I thought about the Obsidian Circle. My father’s friends. The men who moved the world from the shadows. They were watching me. They were waiting for me to fail. They thought I was too modern.They thought I didn't have the stomach for the old ways.
This contract was my answer to them. It was a blood pact, dressed up in legal jargon.
I sat back down. I tried to imagine Liora Hayes sitting in the chair across from me. I tried to imagine her pregnant with my child. The thought made my stomach flip. It wasn't disgust. It was… fear?
No. I didn't do fear.
I checked my watch. Eight minutes.
I wondered if she’d hate me.

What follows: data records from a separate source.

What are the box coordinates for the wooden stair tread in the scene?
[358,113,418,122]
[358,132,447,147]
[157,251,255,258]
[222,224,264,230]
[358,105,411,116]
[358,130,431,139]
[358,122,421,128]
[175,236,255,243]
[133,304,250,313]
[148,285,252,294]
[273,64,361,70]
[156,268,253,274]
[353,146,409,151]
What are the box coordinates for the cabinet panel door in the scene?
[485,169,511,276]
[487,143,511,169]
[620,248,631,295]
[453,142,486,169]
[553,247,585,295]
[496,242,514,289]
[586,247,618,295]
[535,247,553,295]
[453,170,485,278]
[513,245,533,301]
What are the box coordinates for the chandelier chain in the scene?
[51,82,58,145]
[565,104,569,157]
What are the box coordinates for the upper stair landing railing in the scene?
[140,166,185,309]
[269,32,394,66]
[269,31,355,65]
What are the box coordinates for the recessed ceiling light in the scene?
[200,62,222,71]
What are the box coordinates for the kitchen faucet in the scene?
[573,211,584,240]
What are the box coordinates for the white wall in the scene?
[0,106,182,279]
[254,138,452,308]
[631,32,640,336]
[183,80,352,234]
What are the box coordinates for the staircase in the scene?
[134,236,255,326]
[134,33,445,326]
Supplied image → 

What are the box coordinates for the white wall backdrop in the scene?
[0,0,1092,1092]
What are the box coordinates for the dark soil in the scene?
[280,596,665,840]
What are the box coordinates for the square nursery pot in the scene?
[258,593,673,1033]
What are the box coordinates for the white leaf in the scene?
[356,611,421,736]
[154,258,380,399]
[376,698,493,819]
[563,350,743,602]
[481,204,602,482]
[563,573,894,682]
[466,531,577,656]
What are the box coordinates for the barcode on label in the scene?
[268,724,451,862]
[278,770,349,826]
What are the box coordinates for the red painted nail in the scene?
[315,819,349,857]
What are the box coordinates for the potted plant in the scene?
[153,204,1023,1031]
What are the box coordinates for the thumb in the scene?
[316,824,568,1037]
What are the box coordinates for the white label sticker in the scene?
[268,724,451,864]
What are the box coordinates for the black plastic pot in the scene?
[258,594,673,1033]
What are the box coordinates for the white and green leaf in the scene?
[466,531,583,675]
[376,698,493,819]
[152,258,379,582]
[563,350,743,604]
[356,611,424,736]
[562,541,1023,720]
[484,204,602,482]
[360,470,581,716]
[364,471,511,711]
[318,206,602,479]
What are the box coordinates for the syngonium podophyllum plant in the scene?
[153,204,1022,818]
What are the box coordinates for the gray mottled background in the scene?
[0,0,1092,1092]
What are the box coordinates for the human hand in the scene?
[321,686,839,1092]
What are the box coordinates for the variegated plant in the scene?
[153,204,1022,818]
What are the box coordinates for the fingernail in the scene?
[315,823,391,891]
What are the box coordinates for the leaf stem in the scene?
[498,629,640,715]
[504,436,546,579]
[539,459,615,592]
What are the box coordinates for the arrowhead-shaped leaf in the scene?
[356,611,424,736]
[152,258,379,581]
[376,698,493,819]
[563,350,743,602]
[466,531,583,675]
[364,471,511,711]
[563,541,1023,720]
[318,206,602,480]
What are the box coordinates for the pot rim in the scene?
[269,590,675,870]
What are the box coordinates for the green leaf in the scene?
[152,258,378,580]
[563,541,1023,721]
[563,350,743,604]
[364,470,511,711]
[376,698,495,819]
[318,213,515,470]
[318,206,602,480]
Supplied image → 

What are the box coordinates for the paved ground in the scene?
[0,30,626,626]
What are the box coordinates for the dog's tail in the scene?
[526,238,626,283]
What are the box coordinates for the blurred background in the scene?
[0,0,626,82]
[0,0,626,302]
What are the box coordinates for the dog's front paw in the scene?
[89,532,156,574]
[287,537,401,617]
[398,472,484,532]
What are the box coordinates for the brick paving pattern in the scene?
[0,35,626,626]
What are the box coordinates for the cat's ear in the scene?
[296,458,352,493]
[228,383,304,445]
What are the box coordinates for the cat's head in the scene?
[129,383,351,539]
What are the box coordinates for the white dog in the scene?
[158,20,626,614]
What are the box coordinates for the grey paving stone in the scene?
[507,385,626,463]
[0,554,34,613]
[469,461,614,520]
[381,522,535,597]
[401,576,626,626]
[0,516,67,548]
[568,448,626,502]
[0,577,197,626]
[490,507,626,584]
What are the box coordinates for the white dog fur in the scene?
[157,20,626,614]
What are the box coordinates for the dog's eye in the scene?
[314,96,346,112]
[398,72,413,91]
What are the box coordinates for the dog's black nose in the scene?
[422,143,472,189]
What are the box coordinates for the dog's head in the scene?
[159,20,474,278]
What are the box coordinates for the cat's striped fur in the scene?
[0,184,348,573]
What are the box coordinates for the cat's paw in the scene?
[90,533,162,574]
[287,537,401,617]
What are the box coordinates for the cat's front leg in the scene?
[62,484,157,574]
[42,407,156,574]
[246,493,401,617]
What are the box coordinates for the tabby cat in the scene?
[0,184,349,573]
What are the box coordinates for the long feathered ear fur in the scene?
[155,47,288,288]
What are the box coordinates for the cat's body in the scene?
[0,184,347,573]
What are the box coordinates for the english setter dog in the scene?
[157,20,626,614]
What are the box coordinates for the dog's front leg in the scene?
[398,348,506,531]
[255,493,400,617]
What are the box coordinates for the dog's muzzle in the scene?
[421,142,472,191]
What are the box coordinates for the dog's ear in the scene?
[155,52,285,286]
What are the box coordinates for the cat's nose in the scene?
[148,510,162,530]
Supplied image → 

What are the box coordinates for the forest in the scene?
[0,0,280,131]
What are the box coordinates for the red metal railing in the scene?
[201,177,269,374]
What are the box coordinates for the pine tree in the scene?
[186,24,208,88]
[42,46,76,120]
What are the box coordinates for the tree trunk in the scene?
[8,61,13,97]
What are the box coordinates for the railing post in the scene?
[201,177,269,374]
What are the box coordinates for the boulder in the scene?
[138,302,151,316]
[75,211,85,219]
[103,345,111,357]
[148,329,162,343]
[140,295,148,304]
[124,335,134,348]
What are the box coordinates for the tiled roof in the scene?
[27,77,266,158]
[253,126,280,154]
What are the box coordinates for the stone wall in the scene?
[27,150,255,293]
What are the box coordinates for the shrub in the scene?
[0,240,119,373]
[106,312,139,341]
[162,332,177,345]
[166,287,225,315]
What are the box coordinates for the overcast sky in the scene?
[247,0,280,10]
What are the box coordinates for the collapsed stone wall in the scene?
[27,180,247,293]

Most people in this city hated me, but they usually hid it behind smiles and handshakes because they wanted something from me. Liora wouldn't have to hide it….She was selling the one thing that made her human. She had every right to hate me.
In a way, I preferred that. Hate was honest. Hate was a boundary.
I picked up the silver coin one last time. I didn't flip it. I just squeezed it in my palm until the edges bit into my skin.
I was ready.
I reached for the intercom. "Xavier is on his way up with a guest. Clear the floor. I don't want anyone in the hallway when they arrive."
"Yes, Mr. Volkov," the voice of my assistant crackled back.
The stage was set.
I took one last sip of the scotch and set the glass down. The amber liquid swirled, then went still.
"Bring her," I whispered to the empty room.
The hunt was officially over. Now, I just had to see if I could live with what I’d caught.